In 2012 Topshop sold t-shirts with the image of Rihanna in its stores and online. Topshop had obtained a licence from the holder of the copyright in the photograph but had not obtained permission from Rihanna to use the image.

Rihanna brought proceedings against Topshop before the High Court on the basis that a substantial number of people buying the t-shirt would assume that she had endorsed it when this was not the case, and as such, the action by Topshop amounted to passing off.  

The High Court found that in this particular case goodwill did exist, there was misrepresentation and damages given Rihanna’s extensive endorsement activities. In addition, Rihanna had been previously associated with Topshop and the t-shirt image used was similar to the image used in the publicity for her sixth album and on promotional merchandising. In combination this all meant that Rihanna’s fans might believe that the t-shirt bearing an image which “is not just recognisably Rihanna, [but] it looks like a publicity shot for what was a recent musical release”, was endorsed by Rihanna when this was simply not the case. 

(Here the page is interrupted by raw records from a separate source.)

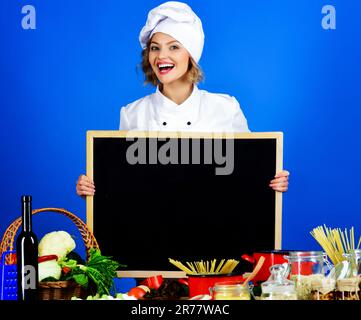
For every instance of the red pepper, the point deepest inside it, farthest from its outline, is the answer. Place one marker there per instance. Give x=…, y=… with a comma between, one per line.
x=48, y=258
x=183, y=281
x=153, y=282
x=65, y=269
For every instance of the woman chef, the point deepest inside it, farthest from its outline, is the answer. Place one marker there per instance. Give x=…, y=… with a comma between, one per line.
x=172, y=41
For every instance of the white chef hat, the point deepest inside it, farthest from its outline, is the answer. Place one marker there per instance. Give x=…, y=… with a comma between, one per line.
x=179, y=21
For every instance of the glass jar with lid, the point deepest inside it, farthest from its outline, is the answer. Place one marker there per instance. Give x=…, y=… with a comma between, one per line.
x=230, y=290
x=278, y=287
x=305, y=267
x=349, y=281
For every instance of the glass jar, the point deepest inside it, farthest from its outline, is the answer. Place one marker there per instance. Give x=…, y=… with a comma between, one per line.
x=230, y=291
x=353, y=257
x=305, y=267
x=348, y=283
x=277, y=287
x=323, y=289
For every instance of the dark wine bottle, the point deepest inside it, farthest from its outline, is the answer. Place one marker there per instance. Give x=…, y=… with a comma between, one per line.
x=27, y=255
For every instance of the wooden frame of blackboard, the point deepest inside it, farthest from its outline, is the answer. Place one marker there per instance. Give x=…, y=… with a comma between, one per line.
x=91, y=135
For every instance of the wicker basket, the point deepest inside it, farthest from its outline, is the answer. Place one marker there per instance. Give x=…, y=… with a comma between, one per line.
x=57, y=290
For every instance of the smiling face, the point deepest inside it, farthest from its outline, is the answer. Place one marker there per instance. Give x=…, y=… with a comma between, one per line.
x=168, y=58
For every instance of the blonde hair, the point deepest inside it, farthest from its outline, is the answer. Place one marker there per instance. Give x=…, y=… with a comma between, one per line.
x=194, y=74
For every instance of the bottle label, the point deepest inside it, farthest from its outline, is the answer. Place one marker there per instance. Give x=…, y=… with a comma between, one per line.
x=29, y=277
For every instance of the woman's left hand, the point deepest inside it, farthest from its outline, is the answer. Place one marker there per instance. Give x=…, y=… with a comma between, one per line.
x=280, y=182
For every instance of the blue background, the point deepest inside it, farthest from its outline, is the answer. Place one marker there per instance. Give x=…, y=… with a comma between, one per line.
x=75, y=71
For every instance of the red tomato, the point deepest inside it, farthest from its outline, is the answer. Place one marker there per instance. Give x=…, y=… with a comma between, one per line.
x=47, y=258
x=136, y=292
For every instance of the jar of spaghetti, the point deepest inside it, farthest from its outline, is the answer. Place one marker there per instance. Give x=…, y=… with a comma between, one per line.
x=230, y=291
x=305, y=267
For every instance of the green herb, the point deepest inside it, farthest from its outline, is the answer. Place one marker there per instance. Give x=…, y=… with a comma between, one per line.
x=98, y=271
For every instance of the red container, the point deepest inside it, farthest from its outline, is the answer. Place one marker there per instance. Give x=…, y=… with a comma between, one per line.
x=272, y=257
x=200, y=284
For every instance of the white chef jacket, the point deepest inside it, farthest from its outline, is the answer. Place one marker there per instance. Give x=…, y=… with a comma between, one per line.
x=201, y=112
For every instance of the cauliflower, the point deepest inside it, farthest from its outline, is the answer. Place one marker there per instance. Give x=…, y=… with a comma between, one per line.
x=49, y=268
x=56, y=242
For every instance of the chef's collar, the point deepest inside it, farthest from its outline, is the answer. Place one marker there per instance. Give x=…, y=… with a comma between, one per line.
x=165, y=105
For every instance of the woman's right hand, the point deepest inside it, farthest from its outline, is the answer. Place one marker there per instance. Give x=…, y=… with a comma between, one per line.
x=85, y=186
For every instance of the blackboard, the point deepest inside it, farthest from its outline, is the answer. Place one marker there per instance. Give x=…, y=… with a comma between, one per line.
x=144, y=213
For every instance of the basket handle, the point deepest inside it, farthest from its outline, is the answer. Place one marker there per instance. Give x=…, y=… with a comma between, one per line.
x=7, y=242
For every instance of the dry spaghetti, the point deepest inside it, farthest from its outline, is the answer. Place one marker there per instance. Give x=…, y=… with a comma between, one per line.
x=335, y=242
x=206, y=267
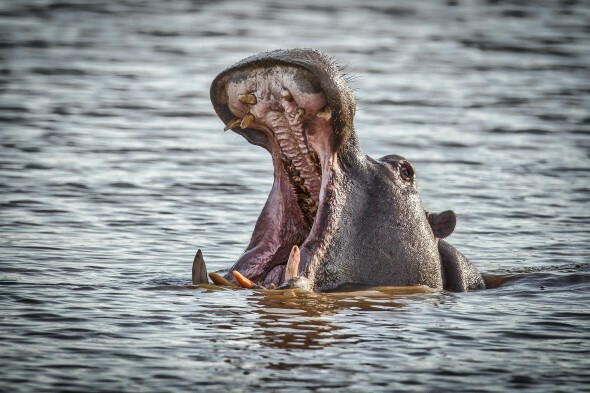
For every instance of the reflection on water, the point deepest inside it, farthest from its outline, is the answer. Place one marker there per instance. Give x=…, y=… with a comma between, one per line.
x=114, y=170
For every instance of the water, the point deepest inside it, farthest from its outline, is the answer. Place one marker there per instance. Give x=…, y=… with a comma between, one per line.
x=114, y=170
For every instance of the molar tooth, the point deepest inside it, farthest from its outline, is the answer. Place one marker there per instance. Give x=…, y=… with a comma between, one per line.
x=247, y=120
x=292, y=268
x=232, y=123
x=220, y=280
x=325, y=113
x=286, y=94
x=199, y=269
x=308, y=200
x=243, y=280
x=248, y=99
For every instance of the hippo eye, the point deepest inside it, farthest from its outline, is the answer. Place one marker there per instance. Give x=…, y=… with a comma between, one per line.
x=406, y=171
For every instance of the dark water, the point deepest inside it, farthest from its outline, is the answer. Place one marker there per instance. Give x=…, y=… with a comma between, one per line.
x=114, y=170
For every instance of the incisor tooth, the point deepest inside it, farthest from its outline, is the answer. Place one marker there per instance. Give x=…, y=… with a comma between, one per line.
x=199, y=269
x=292, y=268
x=286, y=95
x=246, y=121
x=325, y=113
x=247, y=99
x=220, y=280
x=244, y=281
x=232, y=123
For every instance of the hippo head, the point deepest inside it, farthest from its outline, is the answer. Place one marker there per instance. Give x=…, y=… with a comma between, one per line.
x=334, y=216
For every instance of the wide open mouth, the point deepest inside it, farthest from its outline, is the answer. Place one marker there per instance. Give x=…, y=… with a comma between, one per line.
x=284, y=109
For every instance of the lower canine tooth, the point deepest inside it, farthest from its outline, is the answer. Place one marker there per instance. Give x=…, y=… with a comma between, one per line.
x=232, y=123
x=246, y=121
x=199, y=269
x=220, y=280
x=292, y=268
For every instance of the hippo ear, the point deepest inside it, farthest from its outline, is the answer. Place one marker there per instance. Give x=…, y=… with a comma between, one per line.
x=442, y=224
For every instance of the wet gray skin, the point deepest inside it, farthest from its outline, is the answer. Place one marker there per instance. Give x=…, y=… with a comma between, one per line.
x=355, y=220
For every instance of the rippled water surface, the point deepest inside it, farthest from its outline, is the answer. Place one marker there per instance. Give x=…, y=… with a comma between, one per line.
x=114, y=170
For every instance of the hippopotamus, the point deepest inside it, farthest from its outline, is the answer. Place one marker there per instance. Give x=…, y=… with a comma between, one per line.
x=335, y=216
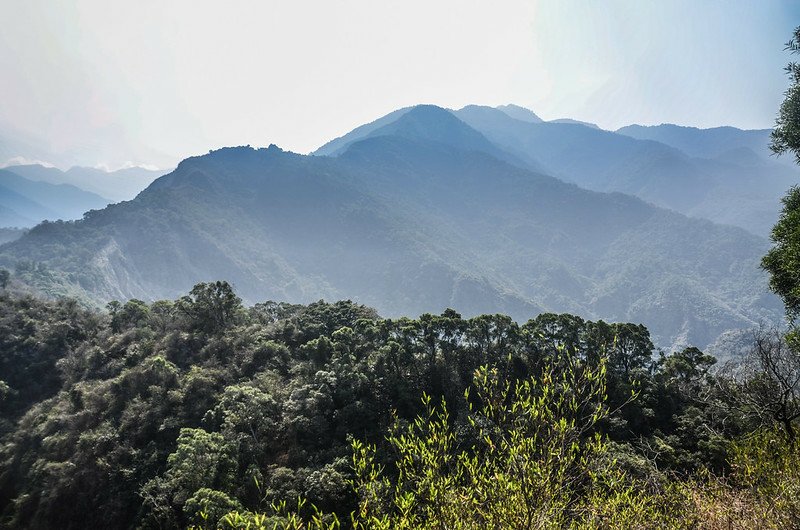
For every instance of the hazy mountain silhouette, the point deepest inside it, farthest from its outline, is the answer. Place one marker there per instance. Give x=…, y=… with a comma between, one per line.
x=732, y=187
x=703, y=143
x=27, y=202
x=119, y=185
x=416, y=217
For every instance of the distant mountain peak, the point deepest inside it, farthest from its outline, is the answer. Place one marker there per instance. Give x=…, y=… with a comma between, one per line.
x=519, y=113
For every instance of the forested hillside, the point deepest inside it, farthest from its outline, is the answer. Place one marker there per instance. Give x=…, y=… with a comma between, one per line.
x=175, y=413
x=418, y=215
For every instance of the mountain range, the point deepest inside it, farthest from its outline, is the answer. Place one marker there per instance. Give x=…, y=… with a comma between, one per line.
x=25, y=202
x=483, y=210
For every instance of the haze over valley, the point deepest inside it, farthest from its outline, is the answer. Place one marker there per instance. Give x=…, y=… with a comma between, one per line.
x=357, y=265
x=481, y=209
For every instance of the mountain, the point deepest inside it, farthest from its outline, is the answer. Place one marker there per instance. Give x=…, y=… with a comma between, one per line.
x=10, y=234
x=426, y=123
x=119, y=185
x=410, y=220
x=735, y=187
x=519, y=113
x=575, y=122
x=27, y=202
x=704, y=143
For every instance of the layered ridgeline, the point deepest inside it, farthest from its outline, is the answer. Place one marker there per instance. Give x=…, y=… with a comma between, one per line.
x=421, y=213
x=26, y=202
x=119, y=185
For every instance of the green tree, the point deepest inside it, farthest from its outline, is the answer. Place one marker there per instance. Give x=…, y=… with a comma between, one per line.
x=786, y=135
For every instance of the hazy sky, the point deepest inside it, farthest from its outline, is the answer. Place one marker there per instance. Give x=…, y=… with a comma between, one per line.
x=150, y=81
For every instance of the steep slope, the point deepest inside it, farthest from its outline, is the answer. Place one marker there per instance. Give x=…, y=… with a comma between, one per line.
x=431, y=124
x=733, y=188
x=408, y=225
x=519, y=113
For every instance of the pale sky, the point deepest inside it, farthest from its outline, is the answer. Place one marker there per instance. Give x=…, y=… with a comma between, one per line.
x=153, y=81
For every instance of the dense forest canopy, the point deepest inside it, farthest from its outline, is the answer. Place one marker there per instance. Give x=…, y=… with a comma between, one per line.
x=201, y=411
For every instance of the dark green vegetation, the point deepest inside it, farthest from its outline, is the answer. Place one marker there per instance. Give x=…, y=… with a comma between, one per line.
x=421, y=213
x=10, y=234
x=152, y=413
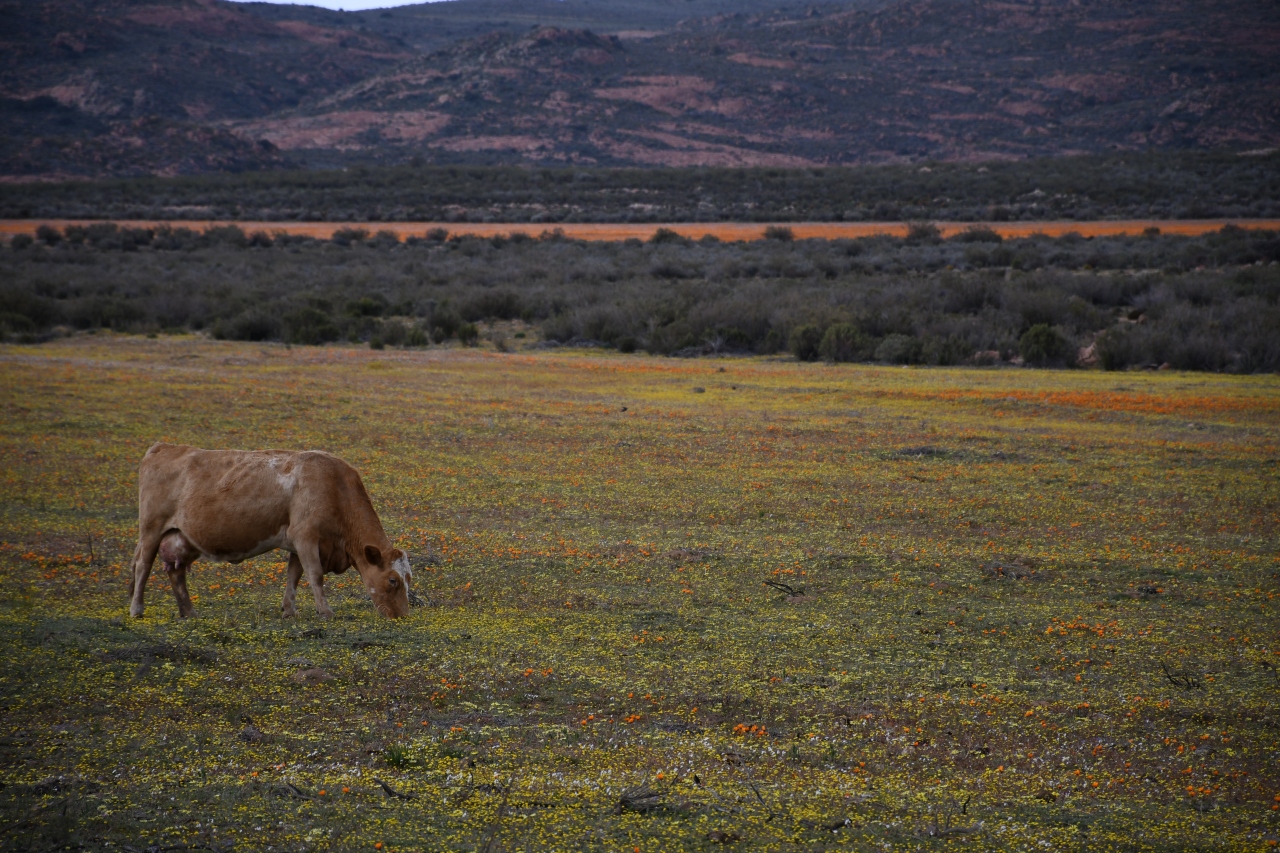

The Court of Appeal stated that there is no ‘image’ or ‘character’ right per se in the UK. As such, the claimant in a case such as this must show on the evidence that he has a relevant goodwill, the activities of the defendant amount to a misrepresentation that he had endorsed or approved the goods or services of which he complains, and that these activities have caused or a likely to cause him damage to his goodwill and business. Rihanna was able to do this in this case and the Court of Appeal maintained the decision of the High Court.

This case highlights the extent to which modern day celebrities protect and exploit their brands through extensive endorsements, use on merchandising and high profile collaborations with well-known retailers.

The decision is a timely reminder that if use of a celebrity’s image is likely to mislead the public into believing the product is officially endorsed and this is not the case, this could amount to passing off. 

The question now remains, will Topshop accept the latest blow or appeal the decision, if given permission by the Supreme Court – a tall order!